Questa storia è anche la storia di altri milioni di palestinesi, nati profughi proprio come Amal, con l’obbligo morale di avere speranza per poter continuare a credere nel futuro. Il sentimento di speranza accompagna il lettore sin dalle prime pagine, quando la famiglia di Dalia viene “deportata” nel campo profughi di Jenin, fino alla lettera di Yussef, fratello di Amal, in cui dichiara di essere riuscito a mantenere fede al suo amore verso l’umanità, nonostante tutto il male subito.

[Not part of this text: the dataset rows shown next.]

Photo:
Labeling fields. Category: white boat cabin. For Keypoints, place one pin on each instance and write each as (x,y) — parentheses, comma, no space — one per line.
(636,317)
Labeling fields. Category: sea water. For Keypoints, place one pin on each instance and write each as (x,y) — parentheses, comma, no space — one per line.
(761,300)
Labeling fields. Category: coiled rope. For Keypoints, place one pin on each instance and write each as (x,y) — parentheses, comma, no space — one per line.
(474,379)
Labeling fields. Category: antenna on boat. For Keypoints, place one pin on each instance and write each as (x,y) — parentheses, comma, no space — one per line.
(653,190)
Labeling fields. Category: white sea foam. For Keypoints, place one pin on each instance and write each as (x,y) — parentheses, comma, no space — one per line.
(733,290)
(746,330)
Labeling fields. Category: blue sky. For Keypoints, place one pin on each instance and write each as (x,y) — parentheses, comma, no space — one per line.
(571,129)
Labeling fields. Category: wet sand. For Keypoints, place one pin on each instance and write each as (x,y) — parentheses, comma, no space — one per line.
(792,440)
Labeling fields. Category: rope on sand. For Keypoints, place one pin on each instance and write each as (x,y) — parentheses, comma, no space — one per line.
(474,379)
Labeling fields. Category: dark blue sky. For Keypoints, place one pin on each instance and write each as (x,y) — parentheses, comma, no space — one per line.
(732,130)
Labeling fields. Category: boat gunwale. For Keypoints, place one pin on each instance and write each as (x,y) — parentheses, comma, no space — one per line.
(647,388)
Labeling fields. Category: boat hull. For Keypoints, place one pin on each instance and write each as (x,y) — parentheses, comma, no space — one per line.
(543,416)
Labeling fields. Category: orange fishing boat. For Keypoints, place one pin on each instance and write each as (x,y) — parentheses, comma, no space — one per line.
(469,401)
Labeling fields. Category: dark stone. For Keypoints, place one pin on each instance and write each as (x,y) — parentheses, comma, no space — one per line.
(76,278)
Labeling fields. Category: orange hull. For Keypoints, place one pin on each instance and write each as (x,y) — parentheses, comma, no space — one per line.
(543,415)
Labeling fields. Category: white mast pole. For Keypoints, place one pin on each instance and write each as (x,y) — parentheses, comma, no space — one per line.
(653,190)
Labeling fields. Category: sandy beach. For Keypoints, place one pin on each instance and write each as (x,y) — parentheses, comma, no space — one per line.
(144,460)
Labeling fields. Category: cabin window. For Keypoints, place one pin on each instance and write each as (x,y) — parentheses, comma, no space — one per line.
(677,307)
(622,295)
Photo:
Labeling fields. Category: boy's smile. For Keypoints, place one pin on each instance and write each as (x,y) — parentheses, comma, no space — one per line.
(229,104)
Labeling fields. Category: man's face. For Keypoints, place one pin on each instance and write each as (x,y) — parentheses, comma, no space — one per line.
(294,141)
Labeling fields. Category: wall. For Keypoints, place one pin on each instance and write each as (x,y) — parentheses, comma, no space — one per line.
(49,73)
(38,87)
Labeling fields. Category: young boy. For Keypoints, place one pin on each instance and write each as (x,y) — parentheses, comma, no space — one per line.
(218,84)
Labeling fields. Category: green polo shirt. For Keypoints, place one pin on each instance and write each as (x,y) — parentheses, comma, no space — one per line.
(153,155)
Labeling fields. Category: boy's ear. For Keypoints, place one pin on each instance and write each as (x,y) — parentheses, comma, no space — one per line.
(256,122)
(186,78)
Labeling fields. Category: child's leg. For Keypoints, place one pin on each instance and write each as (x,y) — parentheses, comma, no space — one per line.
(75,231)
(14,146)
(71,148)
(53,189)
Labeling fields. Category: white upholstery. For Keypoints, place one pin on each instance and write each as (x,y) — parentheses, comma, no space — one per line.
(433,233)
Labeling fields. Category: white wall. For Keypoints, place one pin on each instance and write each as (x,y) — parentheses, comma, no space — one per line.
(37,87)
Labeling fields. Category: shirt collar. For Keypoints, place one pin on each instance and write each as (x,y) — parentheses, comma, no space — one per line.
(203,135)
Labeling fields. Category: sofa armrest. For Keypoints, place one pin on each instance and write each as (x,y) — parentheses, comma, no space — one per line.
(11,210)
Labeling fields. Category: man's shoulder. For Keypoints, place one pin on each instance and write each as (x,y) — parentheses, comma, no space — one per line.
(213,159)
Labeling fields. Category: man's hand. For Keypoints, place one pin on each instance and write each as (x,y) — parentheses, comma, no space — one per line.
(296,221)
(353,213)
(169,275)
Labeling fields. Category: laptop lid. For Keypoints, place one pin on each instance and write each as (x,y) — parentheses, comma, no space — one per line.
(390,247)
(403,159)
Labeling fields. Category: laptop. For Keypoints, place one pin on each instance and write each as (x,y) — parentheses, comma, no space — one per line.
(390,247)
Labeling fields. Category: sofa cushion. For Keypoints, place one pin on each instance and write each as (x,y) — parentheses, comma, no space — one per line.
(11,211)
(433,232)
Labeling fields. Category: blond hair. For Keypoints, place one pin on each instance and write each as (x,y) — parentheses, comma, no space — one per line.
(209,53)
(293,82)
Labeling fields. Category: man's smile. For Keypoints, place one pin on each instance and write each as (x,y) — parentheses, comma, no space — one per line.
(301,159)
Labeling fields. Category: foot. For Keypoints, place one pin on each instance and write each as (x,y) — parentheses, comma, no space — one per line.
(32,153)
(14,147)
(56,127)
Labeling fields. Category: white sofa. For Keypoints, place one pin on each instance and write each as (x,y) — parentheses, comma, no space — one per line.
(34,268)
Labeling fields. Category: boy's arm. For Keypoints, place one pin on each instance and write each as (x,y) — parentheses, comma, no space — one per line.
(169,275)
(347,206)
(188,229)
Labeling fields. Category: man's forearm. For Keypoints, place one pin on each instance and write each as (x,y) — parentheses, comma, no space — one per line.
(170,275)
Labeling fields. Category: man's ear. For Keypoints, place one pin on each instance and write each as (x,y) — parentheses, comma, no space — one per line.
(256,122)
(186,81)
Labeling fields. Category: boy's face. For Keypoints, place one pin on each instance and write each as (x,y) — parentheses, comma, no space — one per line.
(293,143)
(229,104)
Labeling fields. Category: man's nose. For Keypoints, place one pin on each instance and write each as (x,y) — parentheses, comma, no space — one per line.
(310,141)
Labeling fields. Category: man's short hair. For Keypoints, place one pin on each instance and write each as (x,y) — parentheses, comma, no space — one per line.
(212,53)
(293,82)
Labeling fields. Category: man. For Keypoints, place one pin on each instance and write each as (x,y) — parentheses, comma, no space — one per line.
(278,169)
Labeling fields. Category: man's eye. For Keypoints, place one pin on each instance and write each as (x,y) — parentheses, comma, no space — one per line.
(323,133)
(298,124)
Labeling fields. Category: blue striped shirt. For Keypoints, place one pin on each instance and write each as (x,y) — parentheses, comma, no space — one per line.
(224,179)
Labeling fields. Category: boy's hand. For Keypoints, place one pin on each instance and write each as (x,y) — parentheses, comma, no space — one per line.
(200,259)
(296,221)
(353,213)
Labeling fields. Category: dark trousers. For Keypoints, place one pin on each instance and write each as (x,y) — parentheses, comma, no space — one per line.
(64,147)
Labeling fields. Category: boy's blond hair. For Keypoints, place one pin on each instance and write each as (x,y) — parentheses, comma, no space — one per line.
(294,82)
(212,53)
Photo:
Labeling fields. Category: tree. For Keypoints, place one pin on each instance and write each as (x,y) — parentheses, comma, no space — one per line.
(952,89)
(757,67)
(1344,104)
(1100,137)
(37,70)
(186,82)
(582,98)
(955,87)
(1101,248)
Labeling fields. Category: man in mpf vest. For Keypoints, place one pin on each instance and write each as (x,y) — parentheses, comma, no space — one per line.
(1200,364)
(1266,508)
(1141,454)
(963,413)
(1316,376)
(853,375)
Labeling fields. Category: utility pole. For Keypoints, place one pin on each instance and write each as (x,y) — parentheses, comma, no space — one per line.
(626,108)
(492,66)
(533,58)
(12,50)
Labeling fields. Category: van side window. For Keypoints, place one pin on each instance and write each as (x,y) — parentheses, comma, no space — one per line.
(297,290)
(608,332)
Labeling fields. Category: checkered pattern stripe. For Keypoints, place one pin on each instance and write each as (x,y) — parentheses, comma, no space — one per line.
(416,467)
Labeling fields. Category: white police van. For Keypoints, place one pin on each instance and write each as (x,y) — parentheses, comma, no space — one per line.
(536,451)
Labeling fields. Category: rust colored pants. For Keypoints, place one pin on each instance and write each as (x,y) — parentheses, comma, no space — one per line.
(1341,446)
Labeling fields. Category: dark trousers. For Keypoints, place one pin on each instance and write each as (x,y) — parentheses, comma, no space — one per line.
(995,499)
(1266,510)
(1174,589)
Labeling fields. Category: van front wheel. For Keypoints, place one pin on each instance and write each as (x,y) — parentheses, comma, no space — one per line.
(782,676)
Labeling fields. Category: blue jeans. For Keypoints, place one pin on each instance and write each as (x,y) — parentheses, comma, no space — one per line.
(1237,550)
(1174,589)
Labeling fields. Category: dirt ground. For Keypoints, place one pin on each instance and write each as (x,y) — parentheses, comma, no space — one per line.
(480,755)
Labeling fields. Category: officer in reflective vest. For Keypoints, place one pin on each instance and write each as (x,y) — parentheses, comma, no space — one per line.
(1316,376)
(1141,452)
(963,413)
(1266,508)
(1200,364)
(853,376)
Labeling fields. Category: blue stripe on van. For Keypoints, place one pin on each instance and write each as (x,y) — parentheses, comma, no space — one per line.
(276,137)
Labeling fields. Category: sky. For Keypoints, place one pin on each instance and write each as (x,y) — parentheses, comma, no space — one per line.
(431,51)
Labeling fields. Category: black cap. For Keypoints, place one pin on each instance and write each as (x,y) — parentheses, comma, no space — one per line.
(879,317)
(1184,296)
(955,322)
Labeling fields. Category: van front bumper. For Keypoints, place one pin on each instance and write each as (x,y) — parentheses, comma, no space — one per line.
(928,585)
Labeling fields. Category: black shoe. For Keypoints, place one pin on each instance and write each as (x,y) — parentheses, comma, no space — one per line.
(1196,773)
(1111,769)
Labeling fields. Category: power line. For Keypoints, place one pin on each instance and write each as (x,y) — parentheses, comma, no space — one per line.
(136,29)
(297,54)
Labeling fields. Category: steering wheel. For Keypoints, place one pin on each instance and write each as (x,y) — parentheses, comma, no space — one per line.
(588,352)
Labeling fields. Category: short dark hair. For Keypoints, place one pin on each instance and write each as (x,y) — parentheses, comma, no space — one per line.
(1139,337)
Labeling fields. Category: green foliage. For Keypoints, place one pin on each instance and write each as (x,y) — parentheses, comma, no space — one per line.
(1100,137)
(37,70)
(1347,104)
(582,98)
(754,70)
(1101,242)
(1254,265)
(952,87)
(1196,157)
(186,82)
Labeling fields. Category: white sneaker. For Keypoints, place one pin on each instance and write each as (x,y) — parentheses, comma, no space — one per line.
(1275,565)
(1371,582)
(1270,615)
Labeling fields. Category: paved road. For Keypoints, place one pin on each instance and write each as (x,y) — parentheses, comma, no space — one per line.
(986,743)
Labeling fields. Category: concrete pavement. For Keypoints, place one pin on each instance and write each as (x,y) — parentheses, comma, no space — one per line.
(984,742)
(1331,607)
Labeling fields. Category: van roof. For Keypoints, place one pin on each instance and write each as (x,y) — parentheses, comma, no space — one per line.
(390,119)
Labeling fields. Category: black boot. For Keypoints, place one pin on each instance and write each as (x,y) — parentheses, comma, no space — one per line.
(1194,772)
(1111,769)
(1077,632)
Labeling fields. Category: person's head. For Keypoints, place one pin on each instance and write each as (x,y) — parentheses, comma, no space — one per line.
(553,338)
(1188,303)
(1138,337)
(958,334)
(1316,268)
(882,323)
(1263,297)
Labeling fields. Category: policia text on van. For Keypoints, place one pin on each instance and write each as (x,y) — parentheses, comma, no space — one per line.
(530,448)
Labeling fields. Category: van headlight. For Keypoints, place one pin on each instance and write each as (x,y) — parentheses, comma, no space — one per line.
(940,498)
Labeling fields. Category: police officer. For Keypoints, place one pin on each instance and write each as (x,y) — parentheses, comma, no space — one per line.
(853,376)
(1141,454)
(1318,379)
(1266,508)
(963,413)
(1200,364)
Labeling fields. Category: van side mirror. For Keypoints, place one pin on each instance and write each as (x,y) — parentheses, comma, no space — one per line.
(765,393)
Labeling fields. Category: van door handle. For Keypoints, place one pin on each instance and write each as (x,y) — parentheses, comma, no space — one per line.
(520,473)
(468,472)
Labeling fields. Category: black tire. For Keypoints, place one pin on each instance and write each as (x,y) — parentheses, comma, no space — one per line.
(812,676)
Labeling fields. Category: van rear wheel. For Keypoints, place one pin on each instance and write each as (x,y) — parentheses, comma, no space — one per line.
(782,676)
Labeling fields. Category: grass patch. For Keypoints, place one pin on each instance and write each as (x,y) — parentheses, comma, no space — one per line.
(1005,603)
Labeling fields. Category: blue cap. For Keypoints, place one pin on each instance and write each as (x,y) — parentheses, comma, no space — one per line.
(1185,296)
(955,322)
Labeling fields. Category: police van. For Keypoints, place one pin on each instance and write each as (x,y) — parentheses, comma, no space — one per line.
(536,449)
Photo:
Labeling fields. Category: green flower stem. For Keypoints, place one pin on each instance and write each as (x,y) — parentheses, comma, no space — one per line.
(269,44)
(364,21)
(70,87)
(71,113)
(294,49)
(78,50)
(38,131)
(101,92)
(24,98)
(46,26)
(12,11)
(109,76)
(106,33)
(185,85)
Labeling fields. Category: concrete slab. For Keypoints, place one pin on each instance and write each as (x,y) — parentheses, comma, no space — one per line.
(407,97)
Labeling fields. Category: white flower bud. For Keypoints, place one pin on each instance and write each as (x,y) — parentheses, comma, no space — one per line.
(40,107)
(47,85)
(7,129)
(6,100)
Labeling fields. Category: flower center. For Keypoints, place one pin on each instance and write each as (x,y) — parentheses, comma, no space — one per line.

Lo stile del romanzo è unico, forse anche per il suo taglio estremamente femminile: la genealogia che ci narra la Palestina è al femminile, e le interiorità esplorate dall’autrice tradiscono una grande attenzione all’universo delle donne. Il coinvolgimento nella storia è stato ancora maggiore grazie a questo elemento, sia stilistico che narrativo.
L’autrice incastra abilmente poesia e prosa. La poesia ha un forte valore per Amal, è ciò che la lega indissolubilmente al suo papà e dunque alla sua terra. Ogni mattina a Jenin Amal e suo padre leggevano una poesia in mezzo alla guerra, alla devastazione, all’instabilità del campo profughi. La poesia, insieme alla preghiera, diventa un faro che aiuta i protagonisti a rimanere attaccati alla loro umanità e a non cadere nell’odio. Il titolo del libro, “Ogni mattina a Jenin”, rimanda proprio a una quotidianità ricca di umanità. La narrazione si intreccia alla poesia e alla preghiera creando un’atmosfera molto spirituale: esse arrivano in aiuto al racconto quando, paradossalmente, le parole non sono abbastanza. Talvolta, la capacità di Abulhawa di andare a fondo nella psicologia delle protagoniste è talmente intensa da sfumare i confini tra poesia e narrativa.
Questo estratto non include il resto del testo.